Estaba muy feliz porque, por primera vez en su vida, habría descubierto qué era ser absolutamente independiente, la libertad que tanto adoraba Rachel en sus discursos para hacerle olvidar la sombra angustiante de la soledad que temía como la misma muerte.

No estás sola, Abigail. Recuerda, sino te sientes bien sólo tienes que llamarme y vengo de inmediato. Incluso Emma dijo que está dispuesta a recibirte, sino llevas contigo a Otelo ya que es alérgica al pelo de gato, la había dicho Rachel algunos días antes.

Si había aceptado dar ese paso tan importante, había sido sólo gracias a sus palabras de aliento, además de la terrible pelea con su madre dos meses antes.

Eufórica, recorrió volando todo el corredor hasta el número 204, la segunda puerta a la derecha.

Había casi llegado cuando vio a un muchacho apoyado en la puerta de ese que Abigail consideraba ahora su apartamento, mientras terminaba de fumar el tercer cigarrillo y tiraba la colilla en el piso, al lado de la alfombrilla, cerca de los restos de los otros cigarrillos.

¿Pero cómo se atreve?, se indignó de repente, pero antes de poder decirle nada quiso asegurarse que no fuera el nieto de la señora Rosemary u otro pariente con quien habría tenido que cerrar el trato.

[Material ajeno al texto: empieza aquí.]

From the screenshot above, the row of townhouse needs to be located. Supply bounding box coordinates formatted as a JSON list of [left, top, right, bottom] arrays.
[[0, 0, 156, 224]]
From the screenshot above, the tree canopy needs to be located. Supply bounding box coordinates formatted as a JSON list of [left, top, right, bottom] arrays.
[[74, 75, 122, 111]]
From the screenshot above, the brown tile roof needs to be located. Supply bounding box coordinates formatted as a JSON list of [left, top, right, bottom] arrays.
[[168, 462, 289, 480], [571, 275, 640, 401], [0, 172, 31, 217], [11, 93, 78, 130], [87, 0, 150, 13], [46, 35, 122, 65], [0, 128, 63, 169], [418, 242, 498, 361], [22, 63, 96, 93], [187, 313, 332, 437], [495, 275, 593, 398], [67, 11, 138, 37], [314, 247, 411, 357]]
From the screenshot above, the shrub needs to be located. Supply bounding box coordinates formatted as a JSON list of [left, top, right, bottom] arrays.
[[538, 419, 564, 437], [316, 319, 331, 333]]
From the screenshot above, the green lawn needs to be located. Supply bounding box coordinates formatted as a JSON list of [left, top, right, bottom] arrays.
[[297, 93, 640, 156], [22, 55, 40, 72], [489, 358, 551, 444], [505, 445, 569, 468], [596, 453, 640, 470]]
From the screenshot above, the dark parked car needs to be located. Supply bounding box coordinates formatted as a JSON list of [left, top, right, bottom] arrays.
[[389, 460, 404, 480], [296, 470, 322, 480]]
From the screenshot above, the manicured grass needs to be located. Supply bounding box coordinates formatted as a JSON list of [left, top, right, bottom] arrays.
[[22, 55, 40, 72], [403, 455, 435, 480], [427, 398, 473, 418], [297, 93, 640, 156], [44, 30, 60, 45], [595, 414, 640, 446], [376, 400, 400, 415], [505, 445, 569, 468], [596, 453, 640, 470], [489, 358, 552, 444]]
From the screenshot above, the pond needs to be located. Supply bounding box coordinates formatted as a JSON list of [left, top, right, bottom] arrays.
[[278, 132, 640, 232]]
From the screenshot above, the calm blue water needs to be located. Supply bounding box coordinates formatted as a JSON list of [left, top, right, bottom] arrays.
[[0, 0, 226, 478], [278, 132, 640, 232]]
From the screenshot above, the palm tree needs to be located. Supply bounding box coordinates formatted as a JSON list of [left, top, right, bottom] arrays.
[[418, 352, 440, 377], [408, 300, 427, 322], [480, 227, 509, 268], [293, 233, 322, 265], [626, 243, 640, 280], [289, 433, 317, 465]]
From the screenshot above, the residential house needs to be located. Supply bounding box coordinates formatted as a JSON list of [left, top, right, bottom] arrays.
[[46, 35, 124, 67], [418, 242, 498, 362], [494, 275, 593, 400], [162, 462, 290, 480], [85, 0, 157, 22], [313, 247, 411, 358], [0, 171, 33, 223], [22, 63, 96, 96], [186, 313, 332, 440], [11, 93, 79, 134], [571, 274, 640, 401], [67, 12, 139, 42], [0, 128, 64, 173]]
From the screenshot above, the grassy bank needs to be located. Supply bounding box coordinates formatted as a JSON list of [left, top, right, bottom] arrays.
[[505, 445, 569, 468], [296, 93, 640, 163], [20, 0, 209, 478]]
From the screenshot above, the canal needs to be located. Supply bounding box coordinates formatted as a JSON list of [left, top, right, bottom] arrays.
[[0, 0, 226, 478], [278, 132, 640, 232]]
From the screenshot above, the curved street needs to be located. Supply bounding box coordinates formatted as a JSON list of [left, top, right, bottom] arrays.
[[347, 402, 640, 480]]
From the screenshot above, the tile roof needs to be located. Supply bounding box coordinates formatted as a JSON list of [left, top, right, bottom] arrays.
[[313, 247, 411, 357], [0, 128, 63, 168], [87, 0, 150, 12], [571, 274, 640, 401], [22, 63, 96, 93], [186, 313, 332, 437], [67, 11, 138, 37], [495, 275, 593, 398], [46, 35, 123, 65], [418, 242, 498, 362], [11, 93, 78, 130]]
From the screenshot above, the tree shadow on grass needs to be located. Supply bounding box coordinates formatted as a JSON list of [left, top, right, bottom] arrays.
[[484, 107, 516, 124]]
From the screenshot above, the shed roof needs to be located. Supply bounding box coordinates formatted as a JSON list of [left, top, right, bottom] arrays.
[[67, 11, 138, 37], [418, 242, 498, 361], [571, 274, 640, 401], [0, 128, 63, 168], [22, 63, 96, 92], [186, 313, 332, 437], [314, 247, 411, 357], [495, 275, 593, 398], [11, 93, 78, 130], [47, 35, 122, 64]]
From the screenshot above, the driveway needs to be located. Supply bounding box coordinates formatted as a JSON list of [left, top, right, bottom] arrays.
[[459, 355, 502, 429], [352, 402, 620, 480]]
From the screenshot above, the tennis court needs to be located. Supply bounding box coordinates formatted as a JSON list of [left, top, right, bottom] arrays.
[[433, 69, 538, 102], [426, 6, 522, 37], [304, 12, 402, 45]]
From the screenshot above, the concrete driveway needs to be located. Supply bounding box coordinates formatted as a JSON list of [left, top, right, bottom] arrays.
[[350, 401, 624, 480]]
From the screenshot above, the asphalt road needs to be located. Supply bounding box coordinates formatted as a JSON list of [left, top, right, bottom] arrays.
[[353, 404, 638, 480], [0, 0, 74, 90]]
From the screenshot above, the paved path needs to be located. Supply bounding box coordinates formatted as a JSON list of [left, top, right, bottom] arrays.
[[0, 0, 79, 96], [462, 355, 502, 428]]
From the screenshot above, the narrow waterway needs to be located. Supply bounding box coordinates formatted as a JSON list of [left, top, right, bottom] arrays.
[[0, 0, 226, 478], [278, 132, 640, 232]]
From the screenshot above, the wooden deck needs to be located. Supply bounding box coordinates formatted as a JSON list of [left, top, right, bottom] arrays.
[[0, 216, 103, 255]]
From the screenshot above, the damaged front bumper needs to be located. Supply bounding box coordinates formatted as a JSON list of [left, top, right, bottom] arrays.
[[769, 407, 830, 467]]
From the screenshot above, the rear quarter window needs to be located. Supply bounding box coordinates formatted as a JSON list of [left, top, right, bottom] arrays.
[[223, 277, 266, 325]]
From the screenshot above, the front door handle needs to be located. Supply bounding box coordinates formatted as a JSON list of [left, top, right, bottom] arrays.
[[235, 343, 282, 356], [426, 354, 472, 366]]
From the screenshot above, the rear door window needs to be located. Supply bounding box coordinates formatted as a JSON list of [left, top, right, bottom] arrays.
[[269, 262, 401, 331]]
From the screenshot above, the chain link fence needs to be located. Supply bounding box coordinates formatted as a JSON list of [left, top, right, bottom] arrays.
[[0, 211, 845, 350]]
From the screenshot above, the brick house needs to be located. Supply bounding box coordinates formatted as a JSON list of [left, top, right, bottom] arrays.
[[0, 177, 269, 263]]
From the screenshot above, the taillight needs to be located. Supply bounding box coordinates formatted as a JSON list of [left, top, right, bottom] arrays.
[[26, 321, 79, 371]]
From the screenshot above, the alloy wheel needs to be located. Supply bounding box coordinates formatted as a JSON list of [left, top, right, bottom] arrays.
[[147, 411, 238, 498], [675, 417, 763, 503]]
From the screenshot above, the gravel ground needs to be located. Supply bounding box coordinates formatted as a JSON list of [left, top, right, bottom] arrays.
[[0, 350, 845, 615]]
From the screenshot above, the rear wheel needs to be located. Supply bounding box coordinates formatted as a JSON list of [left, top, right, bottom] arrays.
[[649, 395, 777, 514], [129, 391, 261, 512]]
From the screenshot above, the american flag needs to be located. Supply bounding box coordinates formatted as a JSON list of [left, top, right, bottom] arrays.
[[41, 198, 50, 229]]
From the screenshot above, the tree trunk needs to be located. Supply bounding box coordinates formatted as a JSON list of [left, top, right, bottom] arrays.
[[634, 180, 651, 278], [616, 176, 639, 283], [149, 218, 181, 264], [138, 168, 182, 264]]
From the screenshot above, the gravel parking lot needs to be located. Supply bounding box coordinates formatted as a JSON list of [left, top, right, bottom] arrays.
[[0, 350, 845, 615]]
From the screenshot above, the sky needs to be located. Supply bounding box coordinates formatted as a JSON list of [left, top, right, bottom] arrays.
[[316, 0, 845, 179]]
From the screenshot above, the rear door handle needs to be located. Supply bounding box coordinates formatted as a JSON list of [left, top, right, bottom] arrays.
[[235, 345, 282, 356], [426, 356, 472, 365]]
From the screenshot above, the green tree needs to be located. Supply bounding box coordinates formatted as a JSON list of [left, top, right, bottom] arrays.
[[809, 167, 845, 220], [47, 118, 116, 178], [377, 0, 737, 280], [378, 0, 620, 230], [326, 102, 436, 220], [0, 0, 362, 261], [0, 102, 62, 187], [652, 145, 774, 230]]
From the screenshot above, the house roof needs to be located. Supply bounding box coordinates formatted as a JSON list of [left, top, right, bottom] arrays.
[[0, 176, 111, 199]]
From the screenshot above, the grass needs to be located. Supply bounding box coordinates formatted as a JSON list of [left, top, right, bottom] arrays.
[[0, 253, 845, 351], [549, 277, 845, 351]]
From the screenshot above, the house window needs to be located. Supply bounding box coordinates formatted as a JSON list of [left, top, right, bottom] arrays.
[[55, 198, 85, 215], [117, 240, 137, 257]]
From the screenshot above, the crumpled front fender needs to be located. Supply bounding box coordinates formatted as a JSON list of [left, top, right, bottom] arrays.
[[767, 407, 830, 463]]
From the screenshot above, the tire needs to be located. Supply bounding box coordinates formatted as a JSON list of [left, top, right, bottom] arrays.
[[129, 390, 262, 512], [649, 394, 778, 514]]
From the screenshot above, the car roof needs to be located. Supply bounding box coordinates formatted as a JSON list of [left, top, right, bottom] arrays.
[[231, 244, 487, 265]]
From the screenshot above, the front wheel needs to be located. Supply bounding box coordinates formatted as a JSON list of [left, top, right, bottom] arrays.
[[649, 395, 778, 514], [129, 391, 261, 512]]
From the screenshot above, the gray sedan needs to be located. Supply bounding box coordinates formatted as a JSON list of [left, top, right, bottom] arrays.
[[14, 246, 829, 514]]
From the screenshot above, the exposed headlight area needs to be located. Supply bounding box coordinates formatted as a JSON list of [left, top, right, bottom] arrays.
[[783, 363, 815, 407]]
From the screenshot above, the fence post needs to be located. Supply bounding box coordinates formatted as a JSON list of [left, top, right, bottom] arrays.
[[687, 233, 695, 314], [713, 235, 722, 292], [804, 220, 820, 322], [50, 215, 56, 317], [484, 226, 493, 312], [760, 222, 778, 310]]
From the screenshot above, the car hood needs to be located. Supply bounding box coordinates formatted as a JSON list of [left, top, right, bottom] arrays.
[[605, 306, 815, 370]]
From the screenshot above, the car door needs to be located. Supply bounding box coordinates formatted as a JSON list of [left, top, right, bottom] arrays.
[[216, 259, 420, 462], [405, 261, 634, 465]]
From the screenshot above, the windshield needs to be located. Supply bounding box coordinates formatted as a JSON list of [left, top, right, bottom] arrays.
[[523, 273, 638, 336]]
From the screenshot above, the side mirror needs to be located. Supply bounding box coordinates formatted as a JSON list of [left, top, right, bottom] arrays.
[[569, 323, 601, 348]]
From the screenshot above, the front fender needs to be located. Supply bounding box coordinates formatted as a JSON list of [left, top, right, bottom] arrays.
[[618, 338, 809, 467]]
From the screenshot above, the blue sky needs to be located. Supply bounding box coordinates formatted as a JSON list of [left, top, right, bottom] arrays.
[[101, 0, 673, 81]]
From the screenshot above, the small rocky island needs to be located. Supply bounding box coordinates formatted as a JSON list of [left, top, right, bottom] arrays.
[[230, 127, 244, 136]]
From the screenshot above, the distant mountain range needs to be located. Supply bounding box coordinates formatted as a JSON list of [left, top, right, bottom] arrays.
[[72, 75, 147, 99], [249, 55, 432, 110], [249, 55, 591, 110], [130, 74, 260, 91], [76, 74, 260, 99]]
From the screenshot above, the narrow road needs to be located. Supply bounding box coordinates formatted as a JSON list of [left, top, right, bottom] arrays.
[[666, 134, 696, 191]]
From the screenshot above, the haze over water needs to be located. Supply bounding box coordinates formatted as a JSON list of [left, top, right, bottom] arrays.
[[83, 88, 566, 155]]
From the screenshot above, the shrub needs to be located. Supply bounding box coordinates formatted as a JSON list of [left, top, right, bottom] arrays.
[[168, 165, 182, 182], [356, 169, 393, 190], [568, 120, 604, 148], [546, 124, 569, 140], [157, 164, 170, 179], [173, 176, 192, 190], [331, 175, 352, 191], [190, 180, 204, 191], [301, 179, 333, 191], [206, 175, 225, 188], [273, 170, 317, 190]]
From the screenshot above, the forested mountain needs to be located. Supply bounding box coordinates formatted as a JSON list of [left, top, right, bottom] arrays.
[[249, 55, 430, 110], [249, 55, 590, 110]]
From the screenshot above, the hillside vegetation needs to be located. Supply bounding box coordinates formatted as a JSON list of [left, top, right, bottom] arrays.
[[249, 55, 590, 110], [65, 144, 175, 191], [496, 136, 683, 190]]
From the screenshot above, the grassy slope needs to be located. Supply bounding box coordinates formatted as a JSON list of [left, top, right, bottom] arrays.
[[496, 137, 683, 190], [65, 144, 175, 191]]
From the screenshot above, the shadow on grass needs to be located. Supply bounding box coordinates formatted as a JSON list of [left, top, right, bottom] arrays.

Sólo falta que, por este maleducado, ¡me aumenten el alquiler, que apenas puedo pagar!, pensó, acercándose al joven con cautela y con una sonrisa forzada en el rostro.

Cuando llegó a dos metros de ese individuo despreciable que estaba llenando todo el corredor con un olor acre espantoso de sus cigarrillos, éste finalmente se dio cuenta de su presencia y en una fracción de segundo se enderezó, apartándose de la puerta, luego con un golpe del talón empujó todas las colillas detrás de él.

Abigail se quedó en estado de shock, mirando hacia las cenizas que habían invadido y ensuciado todo el piso, hasta que el muchacho fue hacia ella, extendiéndole la mano.

Mucho gusto, soy Ethan. Hablamos recién por teléfono, dijo con una sonrisa cautivante y encantadora con la que, estaba segura, estaba intentando hacerle olvidar toda la suciedad que había delante de sus ojos.

Lo volvió a mirar.

Era guapo, tenía que admitirlo. Tenía un rostro bellísimo que de inmediato llamó su atención. Incluso los ojos color almendra y verde, escondidos detrás del cabello rubio ceniza oscuro, eran interesantes, pero a pesar de la mirada seductora y el guiño en sus ojos, no se le había escapado ese pliegue en los ojos.